Personal protective equipment must be a sure thing.

Almost immediately, the health care community needed to obtain significantly increased amounts of personal protective equipment (PPE). TeamHealth quickly committed to supply its clinicians with the PPE needed to augment facilities’ supplies, procuring approximately 600,000 masks, goggles, gowns, and face shields for distribution to clinicians across the country.

Heffernan also worked with his partner hospitals to ensure that PPE was in place where it was needed. Heffernan is pleased to report that none of his clinicians has tested positive for the virus, and “our clinician infection rate at TeamHealth is less than 1 percent, which is remarkably lower than the general population,” he says. “Obviously our success in this area has prevented many SNF residents from being infected by our clinicians.”

The broader SNF community in Washington state must work in partnership.

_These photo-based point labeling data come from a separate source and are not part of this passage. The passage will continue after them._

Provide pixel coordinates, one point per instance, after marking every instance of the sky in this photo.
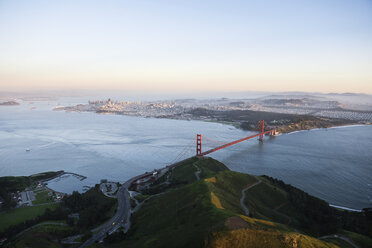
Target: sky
(186, 46)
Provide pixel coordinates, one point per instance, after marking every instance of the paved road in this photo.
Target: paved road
(120, 219)
(41, 224)
(246, 210)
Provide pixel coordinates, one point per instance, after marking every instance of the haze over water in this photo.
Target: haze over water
(333, 164)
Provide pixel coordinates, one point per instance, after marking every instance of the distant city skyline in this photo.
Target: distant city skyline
(186, 46)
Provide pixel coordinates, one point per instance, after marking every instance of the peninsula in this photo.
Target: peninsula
(198, 202)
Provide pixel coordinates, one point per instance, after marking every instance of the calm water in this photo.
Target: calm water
(333, 164)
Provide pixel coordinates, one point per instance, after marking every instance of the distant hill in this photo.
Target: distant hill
(198, 204)
(9, 103)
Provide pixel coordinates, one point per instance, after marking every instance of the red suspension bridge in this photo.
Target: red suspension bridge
(261, 129)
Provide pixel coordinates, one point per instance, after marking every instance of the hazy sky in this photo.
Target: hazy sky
(187, 45)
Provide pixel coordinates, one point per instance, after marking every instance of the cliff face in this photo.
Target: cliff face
(9, 103)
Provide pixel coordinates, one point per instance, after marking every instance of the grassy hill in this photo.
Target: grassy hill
(207, 213)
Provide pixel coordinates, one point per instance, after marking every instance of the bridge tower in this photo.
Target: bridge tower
(261, 129)
(198, 145)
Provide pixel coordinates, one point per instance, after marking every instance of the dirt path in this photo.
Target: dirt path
(246, 210)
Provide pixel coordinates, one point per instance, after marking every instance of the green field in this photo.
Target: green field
(18, 215)
(43, 236)
(42, 196)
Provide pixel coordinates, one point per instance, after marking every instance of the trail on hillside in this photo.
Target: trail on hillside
(246, 210)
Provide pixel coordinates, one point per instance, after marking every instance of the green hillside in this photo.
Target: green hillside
(207, 213)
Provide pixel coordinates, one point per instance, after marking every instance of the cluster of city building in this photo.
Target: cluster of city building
(180, 109)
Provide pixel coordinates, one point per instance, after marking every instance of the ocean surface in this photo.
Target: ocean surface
(333, 164)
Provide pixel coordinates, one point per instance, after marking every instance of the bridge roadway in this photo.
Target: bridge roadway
(123, 212)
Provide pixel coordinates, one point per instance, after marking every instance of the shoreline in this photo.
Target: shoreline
(325, 128)
(346, 208)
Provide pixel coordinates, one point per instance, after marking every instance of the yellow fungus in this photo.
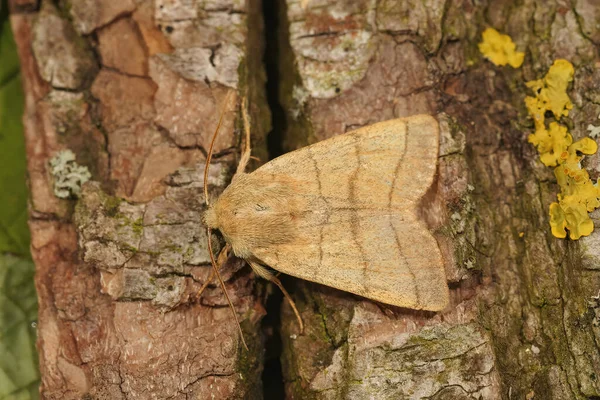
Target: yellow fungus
(578, 194)
(551, 91)
(500, 49)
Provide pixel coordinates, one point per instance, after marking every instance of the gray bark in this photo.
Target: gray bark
(133, 88)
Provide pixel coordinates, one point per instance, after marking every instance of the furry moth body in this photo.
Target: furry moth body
(344, 213)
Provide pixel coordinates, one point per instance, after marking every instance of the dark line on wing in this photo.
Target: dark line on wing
(398, 168)
(354, 226)
(321, 226)
(392, 189)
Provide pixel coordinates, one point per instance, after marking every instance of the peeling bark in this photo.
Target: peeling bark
(118, 270)
(135, 89)
(520, 321)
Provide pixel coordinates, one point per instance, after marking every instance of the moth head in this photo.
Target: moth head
(210, 218)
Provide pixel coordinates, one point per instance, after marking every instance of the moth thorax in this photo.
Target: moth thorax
(210, 218)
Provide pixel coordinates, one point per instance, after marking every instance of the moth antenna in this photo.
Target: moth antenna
(223, 255)
(216, 271)
(266, 274)
(247, 150)
(292, 303)
(210, 149)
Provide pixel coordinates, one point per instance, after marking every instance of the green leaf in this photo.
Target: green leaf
(14, 235)
(19, 376)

Heffernan is a board member of the Post Acute and Long Term Care Society of Washington State. The society has provided extensive COVID education. “The overall approach to COVID must reflect a concept that we’ve all come to understand from the pandemic: We’re all in this together,” says Heffernan. “Globally, we’re not going to have a good handle on COVID until everyone has access to a potential vaccine or to an effective treatment. Solving the problem in our country, our state, or even the particular facilities won’t solve the problem, since the solutions have to be population-based. In Washington state, we want all SNFs, hospitals, and associations to work collaboratively and effectively to contain the spread of the virus.”

Continued vigilance is crucial.

Heffernan is proud to report that, at press time, only one resident in all of the facilities in Spokane has tested positive for COVID. Continued vigilance is now crucial, as facilities and medical directors remain aware that “it just takes one or two mishandled scenarios to allow the virus to infiltrate our facilities,” he says.

“As states move to reopen, the challenges will become significantly more complex. But we’re confident that the measures and strategies that we’ve put in place will continue to serve us and the vulnerable residents we serve.”

Richard Juman, PsyD, is national director of psychological services at TeamHealth. A licensed clinical psychologist working in the field of behavioral health and substance use services for more than 25 years, he coordinates TeamHealth's psychological services in hundreds of contracted facilities in multiple states.